Mothers Day Pavlova Mixed Berries (Printable Version)

Light, airy meringue base topped with fluffy cream and a medley of fresh berries, perfect for special occasions.

# What You'll Need:

→ Meringue Base

01 - 4 large egg whites, at room temperature
02 - 1 cup superfine sugar
03 - 1 teaspoon cornstarch
04 - 1 teaspoon white vinegar
05 - 1 teaspoon pure vanilla extract
06 - Pinch of salt

→ Topping

07 - 1 cup heavy whipping cream, chilled
08 - 2 tablespoons powdered sugar
09 - 1 teaspoon pure vanilla extract

→ Mixed Berries

10 - 1 cup strawberries, hulled and halved
11 - 1 cup raspberries
12 - 1 cup blueberries
13 - 1/2 cup blackberries
14 - 1 tablespoon fresh mint leaves, optional
15 - 1 tablespoon powdered sugar for dusting, optional

# Steps:

01 - Preheat oven to 250°F. Line a baking sheet with parchment paper and trace a 9-inch circle as a guide.
02 - In a clean, dry mixing bowl, beat egg whites with a pinch of salt until soft peaks form.
03 - Gradually add superfine sugar, 1 tablespoon at a time, beating until the mixture is glossy and stiff peaks form, approximately 5 to 6 minutes.
04 - Gently fold cornstarch, vinegar, and vanilla extract into the meringue using a spatula until just combined.
05 - Spoon meringue onto prepared parchment, shaping into a circle with slightly raised edges to form a nest structure.
06 - Bake for 1 hour 15 minutes. Turn off oven and allow pavlova to cool completely inside with door slightly ajar.
07 - While pavlova cools, whip heavy cream with powdered sugar and vanilla extract until soft peaks form.
08 - Transfer cooled meringue to serving platter.
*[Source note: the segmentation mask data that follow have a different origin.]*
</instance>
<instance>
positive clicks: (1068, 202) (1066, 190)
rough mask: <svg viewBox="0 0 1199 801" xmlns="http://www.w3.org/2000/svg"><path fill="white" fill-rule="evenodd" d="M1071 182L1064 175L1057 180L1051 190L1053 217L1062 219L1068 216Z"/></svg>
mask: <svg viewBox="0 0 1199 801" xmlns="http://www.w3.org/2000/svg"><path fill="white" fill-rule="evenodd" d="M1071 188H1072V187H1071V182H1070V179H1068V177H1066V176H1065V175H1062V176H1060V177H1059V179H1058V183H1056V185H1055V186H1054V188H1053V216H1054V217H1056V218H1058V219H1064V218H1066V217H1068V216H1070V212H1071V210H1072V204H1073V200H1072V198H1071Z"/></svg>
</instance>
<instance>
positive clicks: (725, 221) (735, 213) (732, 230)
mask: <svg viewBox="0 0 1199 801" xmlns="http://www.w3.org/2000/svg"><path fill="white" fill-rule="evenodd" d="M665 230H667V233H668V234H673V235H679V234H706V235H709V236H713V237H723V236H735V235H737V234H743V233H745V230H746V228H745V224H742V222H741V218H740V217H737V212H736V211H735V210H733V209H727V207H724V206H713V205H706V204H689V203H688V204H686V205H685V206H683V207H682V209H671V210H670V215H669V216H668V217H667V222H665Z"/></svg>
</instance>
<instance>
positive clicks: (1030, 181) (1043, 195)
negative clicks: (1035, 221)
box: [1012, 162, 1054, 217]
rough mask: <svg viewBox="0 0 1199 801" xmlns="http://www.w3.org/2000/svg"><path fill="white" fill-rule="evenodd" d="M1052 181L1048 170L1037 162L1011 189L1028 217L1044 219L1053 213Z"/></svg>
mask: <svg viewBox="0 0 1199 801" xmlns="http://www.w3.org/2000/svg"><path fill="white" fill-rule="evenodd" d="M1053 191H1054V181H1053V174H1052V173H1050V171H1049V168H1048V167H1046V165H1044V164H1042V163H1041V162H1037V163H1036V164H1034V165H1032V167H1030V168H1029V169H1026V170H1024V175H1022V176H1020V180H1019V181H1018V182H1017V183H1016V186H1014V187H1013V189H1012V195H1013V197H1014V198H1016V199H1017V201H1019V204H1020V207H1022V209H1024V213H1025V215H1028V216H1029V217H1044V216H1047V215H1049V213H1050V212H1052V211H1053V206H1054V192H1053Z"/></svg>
Top with whipped cream, then arrange mixed berries and mint leaves on surface.
09 - Dust with powdered sugar just before serving if desired.

# Expert Advice:

01 -
  • The contrast between that shatteringly crisp outer shell and the soft, pillowy center is genuinely addictive—it's two textures in one perfect bite.
  • You can make the meringue base a day ahead, so the actual assembly takes minutes, leaving you calm and collected when guests arrive.
02 -
  • Humidity is the enemy of meringue—if it's a damp day, your pavlova might come out sticky rather than crisp, so check your weather forecast before committing to this dessert.
  • Don't open the oven door while it's baking or cooling; that temperature shock can cause cracks, and once you see one, there's no fixing it.
03 -
  • Add the sugar gradually while beating—this is the single most important step for preventing a grainy or weeping meringue.
  • If your kitchen is humid or you're unsure, bake the meringue at an even lower temperature (225°F) for about 20 minutes longer to ensure it dries out completely.